Will Sanford take next step, and actually WORK with Rex?

Check out Cindi’s column today. It seems Gov. Sanford was somewhat taken aback to learn that he and Supt. of Ed. Jim Rex have some reform goals in common — this, despite the fact that I (and others) have made that point to him since right after last year’s election. Here’s video of my asking the governor about this in January.

Unfortunately, the governor has put all his education-related energies into the effort to pay people to desert the public schools, rather than into making those schools better.
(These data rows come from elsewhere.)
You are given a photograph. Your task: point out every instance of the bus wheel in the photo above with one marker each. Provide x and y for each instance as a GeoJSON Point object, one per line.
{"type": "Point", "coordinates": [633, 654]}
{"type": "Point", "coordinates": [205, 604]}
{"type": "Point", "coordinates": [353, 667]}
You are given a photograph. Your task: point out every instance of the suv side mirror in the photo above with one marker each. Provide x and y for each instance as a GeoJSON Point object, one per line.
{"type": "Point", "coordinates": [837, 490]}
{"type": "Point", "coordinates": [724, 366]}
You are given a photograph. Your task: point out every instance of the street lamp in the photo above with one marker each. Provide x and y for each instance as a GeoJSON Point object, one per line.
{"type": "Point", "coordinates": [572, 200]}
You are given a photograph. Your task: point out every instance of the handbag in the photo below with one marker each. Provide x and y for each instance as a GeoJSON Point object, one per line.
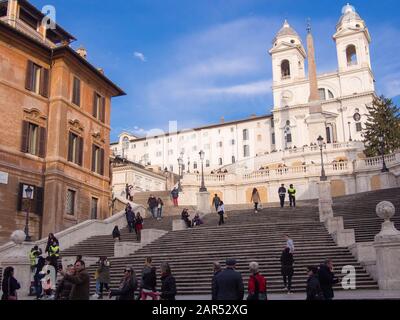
{"type": "Point", "coordinates": [10, 297]}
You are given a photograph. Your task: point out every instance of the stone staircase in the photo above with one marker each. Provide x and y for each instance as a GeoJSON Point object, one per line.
{"type": "Point", "coordinates": [246, 237]}
{"type": "Point", "coordinates": [358, 212]}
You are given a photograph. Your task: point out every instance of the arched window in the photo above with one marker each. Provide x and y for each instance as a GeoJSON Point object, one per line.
{"type": "Point", "coordinates": [285, 69]}
{"type": "Point", "coordinates": [351, 54]}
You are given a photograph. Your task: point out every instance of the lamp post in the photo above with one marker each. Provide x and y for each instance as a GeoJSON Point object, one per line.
{"type": "Point", "coordinates": [28, 192]}
{"type": "Point", "coordinates": [382, 149]}
{"type": "Point", "coordinates": [350, 139]}
{"type": "Point", "coordinates": [203, 186]}
{"type": "Point", "coordinates": [321, 144]}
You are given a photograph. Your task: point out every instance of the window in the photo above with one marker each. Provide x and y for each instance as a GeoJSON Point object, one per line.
{"type": "Point", "coordinates": [37, 79]}
{"type": "Point", "coordinates": [70, 203]}
{"type": "Point", "coordinates": [351, 55]}
{"type": "Point", "coordinates": [245, 134]}
{"type": "Point", "coordinates": [76, 91]}
{"type": "Point", "coordinates": [33, 139]}
{"type": "Point", "coordinates": [94, 206]}
{"type": "Point", "coordinates": [99, 107]}
{"type": "Point", "coordinates": [75, 149]}
{"type": "Point", "coordinates": [246, 151]}
{"type": "Point", "coordinates": [97, 159]}
{"type": "Point", "coordinates": [285, 69]}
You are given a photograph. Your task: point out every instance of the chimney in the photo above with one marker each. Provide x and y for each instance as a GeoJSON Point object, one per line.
{"type": "Point", "coordinates": [82, 52]}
Like Cindi, I, too, am encouraged that — thanks to his laudable efforts to get his hands around the budget process — the governor has at long last had a conversation with Mr. Rex regarding these matters. (It’s also great to see the first lady working with Mr. Rex on another front.) He asked Mr. Rex whether he would actively advocate some of these reforms. What I want to know is, will the governor break precedent and do something he never did with Inez Tenenbaum, and has failed for a year to do with Mr. Rex — seize upon areas of agreement, and get some worthwhile things done.

As you know, we believe that the governor should appoint the education superintendent, and have direct control over how that half of the state budget is spent. So, to hear him tell it, does the governor. But up to now, he has stiffened resistance to that idea among those who care about education by swinging back and forth between negligent apathy and outright hostility toward public schools. It’s time he helped the cause of government restructuring — not to mention the crucial cause of universal education — by showing he can be a force for positive change.
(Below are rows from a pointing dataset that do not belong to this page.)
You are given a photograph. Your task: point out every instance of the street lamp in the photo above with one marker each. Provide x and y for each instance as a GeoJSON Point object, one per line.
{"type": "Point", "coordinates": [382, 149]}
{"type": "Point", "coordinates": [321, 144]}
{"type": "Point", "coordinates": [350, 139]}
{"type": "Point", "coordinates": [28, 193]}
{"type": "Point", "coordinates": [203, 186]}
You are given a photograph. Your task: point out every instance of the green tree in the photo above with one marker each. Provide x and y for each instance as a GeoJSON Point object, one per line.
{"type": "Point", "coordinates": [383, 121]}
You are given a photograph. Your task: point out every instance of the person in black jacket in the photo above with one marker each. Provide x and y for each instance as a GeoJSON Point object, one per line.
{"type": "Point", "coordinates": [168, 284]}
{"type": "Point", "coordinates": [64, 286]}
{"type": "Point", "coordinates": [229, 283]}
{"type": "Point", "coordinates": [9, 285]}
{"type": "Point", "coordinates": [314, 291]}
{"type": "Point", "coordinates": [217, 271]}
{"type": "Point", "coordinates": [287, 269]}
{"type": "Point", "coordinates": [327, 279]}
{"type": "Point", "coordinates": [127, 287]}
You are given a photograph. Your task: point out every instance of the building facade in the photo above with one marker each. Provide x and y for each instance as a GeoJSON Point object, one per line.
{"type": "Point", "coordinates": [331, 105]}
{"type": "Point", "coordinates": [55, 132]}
2 thoughts on “Will Sanford take next step, and actually WORK with Rex?

  1. Doug Ross

    What can Governor Sanford or Mr. Rex do without the approval of the legislators?
    You’ve got a governor who the legislators hate for not playing their games and an education superintendent who probably has very few supporters on the Republican side of the house.
    Maybe Mr. Rex could COMPROMISE and support a pilot voucher program to be tried in some failing district with strict income limits.
    That would be a fine first step in changing the status quo and working together. What’s the worst thing that could happen with such a pilot? That it works???

  2. Wallace

    Having Mark Sanford on board with any plan is the kiss of death.
    Today, Mark Sanford was pronounced by a foreign newspaper to be the 91 most prominent conservative in the country. But the man can’t pass legislation, run a cabinet agency, or shift public opinion. He can’t fill the vacancies on his boards or commissions. All he can do is promote Mark Sanford.
    When will the public wake up and discover what virtually every elected and appointed official in the state already knows…that Mark Sanford is a failure and is irrelevant to the dedicated public officials that actually care about the people of this state.
    The chattering classes love his hard-line conservative stances. They love his David vs Goliath act. The further away from SC they are, the more they love him. But what they fail to see is that the people of SC are poorer for our interactions with Mark Sanford.